My Night with Reg , Donmar Warehouse – Or Reg’s nights with all his friends

3.5 hearts

It’s been twenty years since My Night with Reg was first produced at the Royal Court Theatre but the drama remains touching and funny in equal measure. The play explores the lives of a group of gay men in the mid-80s as they navigated the early years of the AIDS epidemic. The men meet in Guy’s flat to celebrate his house-warming but subsequent meetings all follow the wake of a friend. Over the course of the evening, it becomes clear that, the never seen Reg, has bedded all his friends save for Guy but that none of them know about the others.

My Night With Reg - Geoffrey Streatfeild (Daniel), Jonathan Broadbent (Guy) and Julian Ovenden (John)

My Night With Reg – Geoffrey Streatfeild (Daniel), Jonathan Broadbent (Guy) and Julian Ovenden (John)

The play is universal in tackling such topics as unrequited love, deception, betrayal or the regrets we hold at paths taken and does this in a very touching way. Kevin Elyot’s text is very funny but ultimately wrenching in addressing how these lives were affected by this terrible disease and the destructive nature of its community, continuing with their promiscuous behaviour even when surrounded by the death of so many of their friends.

Notwithstanding the above, this is a gay play in that it deals with a part of history, which affected mostly gay men with the consequences and worries of this deadly disease. But is it also a gay play in that this group of men is strictly different in their behaviour to non-homosexual people (Although I suspect that straight men might envy the sexual license granted in gay relationships). The disparity of the group assembled is one such difference. While some of the men have known each other since university others are working class men such as Bennie, a bus drivers, and Eric, a house painter. It seemed that being gay defined them more than other aspects of their lives and that while they were all very friendly to each other, their promiscuous behaviour led directly to cheating or betraying their friends and lovers.

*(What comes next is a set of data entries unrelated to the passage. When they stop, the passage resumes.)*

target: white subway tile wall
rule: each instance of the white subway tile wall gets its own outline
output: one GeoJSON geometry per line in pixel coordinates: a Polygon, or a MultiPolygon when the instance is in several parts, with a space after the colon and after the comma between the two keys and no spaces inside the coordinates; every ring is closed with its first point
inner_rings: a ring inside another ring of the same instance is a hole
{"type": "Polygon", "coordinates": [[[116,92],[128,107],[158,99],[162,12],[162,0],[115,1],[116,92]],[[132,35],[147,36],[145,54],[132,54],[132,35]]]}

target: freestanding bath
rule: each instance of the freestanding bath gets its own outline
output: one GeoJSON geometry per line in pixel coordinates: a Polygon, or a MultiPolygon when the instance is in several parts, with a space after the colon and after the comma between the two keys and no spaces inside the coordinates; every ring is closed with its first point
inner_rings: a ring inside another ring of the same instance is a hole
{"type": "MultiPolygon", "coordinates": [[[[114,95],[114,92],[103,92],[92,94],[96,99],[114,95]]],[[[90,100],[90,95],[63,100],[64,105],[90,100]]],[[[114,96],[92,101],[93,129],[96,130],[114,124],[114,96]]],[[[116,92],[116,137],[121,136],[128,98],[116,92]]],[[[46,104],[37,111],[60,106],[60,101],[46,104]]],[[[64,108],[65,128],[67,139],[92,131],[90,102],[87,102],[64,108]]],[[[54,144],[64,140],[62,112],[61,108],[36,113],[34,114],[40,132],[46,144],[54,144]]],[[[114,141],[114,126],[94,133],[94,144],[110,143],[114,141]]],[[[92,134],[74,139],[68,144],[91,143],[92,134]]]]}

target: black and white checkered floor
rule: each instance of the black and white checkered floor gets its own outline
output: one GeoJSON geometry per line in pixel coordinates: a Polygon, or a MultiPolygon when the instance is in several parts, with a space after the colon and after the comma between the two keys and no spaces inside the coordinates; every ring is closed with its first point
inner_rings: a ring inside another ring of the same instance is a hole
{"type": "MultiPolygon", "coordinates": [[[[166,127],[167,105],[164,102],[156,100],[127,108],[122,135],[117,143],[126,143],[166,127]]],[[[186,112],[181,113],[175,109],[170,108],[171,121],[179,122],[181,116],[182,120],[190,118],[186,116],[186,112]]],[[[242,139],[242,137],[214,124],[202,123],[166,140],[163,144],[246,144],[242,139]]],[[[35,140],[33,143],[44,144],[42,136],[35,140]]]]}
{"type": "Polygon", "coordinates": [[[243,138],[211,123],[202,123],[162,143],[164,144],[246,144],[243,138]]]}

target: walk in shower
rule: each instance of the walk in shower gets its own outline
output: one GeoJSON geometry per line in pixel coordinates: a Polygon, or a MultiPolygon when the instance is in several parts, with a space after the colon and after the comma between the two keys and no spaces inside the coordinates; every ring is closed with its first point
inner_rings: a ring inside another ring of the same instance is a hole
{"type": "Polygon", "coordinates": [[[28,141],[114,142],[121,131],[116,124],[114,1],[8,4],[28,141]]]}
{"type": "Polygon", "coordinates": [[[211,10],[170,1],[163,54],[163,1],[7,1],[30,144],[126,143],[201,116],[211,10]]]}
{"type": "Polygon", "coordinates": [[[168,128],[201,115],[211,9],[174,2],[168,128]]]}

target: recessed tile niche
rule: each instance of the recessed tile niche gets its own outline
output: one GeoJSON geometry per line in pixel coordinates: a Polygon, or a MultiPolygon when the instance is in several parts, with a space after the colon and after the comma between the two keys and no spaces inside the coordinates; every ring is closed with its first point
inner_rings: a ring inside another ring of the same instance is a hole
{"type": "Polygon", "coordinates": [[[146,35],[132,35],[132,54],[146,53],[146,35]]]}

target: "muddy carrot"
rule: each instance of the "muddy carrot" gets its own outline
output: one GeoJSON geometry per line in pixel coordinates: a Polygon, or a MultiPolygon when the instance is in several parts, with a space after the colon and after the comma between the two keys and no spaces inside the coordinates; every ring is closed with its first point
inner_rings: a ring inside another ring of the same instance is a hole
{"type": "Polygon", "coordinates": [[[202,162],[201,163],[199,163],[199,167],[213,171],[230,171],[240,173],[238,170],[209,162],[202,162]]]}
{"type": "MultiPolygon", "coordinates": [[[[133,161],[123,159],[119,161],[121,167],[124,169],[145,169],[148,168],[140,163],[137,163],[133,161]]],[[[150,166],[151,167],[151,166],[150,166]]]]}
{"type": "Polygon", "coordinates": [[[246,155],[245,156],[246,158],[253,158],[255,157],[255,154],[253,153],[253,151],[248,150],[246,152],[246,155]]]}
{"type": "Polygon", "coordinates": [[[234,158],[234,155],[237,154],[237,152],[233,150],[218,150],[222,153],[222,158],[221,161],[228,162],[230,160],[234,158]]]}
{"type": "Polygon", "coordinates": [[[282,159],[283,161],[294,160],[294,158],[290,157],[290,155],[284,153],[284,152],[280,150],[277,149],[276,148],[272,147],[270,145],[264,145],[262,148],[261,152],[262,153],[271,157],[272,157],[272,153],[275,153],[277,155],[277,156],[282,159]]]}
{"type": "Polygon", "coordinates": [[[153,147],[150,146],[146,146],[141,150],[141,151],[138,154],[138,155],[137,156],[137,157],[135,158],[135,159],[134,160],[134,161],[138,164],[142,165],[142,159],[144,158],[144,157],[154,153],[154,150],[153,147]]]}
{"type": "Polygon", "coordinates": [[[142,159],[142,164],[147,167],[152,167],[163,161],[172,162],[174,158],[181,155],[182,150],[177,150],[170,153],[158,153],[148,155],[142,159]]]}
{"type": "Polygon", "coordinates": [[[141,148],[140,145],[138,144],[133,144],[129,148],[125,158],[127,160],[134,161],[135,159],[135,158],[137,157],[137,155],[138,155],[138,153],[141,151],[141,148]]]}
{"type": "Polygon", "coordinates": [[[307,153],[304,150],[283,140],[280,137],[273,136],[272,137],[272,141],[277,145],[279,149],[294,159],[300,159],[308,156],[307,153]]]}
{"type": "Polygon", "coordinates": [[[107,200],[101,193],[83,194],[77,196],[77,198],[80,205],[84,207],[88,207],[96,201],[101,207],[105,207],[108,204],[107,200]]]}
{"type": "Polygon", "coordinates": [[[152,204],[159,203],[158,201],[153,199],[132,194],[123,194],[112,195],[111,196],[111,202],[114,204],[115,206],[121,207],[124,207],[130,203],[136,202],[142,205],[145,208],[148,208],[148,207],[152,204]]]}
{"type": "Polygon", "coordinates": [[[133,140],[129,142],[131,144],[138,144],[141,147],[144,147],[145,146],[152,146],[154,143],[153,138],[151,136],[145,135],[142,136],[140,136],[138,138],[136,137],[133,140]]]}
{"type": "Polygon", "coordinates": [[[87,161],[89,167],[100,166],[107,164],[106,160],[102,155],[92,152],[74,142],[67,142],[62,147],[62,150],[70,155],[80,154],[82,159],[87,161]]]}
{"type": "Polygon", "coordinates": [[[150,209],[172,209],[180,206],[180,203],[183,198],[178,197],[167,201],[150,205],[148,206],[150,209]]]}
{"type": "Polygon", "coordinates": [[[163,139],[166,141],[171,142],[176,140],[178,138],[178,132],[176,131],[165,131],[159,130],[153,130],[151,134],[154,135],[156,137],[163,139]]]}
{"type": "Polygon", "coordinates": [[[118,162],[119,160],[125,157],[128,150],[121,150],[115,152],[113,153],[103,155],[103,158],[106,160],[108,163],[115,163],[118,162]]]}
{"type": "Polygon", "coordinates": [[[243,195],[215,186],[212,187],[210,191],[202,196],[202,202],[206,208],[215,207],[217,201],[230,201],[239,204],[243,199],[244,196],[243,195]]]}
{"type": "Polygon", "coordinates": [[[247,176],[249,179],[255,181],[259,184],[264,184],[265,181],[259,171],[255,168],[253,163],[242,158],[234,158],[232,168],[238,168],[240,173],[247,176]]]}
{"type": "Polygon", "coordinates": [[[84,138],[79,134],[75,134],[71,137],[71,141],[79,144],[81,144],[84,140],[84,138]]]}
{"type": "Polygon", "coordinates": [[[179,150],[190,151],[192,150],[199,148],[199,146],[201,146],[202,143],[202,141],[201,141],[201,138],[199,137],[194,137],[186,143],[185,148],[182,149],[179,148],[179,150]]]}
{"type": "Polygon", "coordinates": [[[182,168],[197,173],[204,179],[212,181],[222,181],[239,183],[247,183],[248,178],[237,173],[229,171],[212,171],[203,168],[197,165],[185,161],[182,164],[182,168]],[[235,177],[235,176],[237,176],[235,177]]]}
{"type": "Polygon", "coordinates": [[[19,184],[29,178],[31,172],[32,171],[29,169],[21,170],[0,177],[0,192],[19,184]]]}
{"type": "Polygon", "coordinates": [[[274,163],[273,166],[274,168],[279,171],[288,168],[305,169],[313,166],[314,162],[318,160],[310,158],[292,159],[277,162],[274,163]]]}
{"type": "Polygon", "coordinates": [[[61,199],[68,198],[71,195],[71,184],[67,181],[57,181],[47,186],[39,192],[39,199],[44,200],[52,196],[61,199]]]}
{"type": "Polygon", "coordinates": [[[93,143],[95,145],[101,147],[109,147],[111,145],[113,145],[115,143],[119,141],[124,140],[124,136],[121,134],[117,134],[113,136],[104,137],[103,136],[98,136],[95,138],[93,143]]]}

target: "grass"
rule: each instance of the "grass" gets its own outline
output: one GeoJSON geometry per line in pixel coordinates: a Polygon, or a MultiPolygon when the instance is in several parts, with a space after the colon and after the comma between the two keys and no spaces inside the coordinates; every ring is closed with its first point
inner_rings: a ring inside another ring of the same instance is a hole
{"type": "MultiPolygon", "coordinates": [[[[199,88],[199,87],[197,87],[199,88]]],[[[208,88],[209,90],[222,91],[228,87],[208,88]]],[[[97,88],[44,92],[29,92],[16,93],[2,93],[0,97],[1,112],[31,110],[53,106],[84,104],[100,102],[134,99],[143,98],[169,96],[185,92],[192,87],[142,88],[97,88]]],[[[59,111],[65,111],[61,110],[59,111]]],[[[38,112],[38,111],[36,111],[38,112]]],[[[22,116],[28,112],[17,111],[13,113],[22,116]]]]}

Directed by Robert Hastie, the cast all give excellent performances. Julian Ovenden, as John, is charming and confident in that way handsome people can be but convincingly distraught to lose his secret lover. Jonathan Broadbent is fantastic as the shy and insecure Guy. The constant, comforting friend whom everyone likes but no one loves. Geoffrey Streatfeild, as Daniel, is the suave extrovert who would rather turn a blind eye than face the truth while never-failing to find the gay joke in any dialogue. Richard Cant, as Bernie, is your boring but loveable aunt Mavis. Matt Bardock is Bennie, the bus driver, who is all working class straightforwardness while, Eric, played by Lewis Reeves, the house painter cum barman, is unknowingly wise and innocent.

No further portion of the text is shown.